Sometimes all the pieces are there, but a film just doesn’t work for ya…

“Copshop” stars Frank Grillo as a mob fixer who gets locked in a jail alongside the hitman hired to kill him (Gerard Butler), as the pair and a rookie cop (Alexis Louder) must work together to survive an assault on the police station. Joe Carnahan directs a script he co-wrote.

I am a big fan of Frank Grillo, he has a decent B-movie screen presence and has turned in solid supporting roles in films like “Warrior” and “End of Watch,” and while I have no real opinion on Gerard Butler as an actor, I think he has made some decent films, including last year’s surprisingly good “Greenland.” I also have a love-hate relationship with director Joe Carnahan, so on paper this film should have at least in-part worked for me. Spoiler: it didn’t.

This is one of those films that knows exactly what it wants to do, but as commendable as that is, it was just never gelling for me.

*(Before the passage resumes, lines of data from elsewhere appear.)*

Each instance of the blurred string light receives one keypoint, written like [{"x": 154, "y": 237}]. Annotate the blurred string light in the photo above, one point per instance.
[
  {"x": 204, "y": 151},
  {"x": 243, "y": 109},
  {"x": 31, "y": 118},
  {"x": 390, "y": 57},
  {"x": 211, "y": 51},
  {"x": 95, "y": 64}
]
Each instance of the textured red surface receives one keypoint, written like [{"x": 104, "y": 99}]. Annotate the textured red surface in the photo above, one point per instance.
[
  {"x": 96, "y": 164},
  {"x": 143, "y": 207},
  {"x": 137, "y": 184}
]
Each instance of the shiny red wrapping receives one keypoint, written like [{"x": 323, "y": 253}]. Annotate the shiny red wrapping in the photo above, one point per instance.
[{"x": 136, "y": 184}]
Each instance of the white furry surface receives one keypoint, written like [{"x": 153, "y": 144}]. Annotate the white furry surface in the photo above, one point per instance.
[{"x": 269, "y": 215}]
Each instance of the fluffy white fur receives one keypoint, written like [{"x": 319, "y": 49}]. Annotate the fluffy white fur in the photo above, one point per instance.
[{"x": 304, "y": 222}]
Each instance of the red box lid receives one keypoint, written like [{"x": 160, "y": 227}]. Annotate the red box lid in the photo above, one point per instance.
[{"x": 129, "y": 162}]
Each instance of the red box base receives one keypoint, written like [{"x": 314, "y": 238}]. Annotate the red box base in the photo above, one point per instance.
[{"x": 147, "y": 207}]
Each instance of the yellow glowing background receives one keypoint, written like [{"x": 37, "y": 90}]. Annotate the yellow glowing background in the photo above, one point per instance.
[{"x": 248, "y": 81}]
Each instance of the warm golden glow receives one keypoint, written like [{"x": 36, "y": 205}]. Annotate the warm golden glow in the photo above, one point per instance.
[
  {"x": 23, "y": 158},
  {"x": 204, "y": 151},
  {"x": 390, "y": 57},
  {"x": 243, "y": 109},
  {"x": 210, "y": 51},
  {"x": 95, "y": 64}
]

Outside the main trio characters are completely expendable and have zero true character traits or development, and while deep mythos and deep plots aren’t what you look for in an old-school shoot-em-up, it’s nice to have something to grasp onto as an audience member.

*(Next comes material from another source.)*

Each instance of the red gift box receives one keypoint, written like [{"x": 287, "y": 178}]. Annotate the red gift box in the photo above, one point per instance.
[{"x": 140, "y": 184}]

Grillo and Butler aren’t mailing it in, but they’ve both been better. In fact, they spend a majority of the film’s runtime spent locked up in jailcells. The real star of the show is Alexis Louder, who is likely only known for her supporting role in this year’s “The Tomorrow War.” Louder has a nice charisma about her, and while her work her isn’t enough to save the film as a whole, it is a nice calling card for her moving forward.

The action set pieces just never grab you, and a lot of the blood is clearly done in post. Again, the film is clearly going for that 90s/2000s B-movie feel, but it just feels more cheap than it does campy. For being pretty thinly written, the plot is needlessly convoluted (several plot points are introduced only to be abandoned or quickly resolved in the third reel), and this would’ve just worked better as a straight cat-and-mouse game between Grillo and Butler.

“Copshop” isn’t the kind of bad movie that makes you upset, just disappointed that it is never anywhere near as fun as it should be given all it has at its disposal. If you want a brainless time at the movies and have absolutely zero expectations, then sure, maybe toss this one a bone (it moves quick enough, all things considered). But all parties involved have done better work, and there are films out right now that are better uses of your time and money.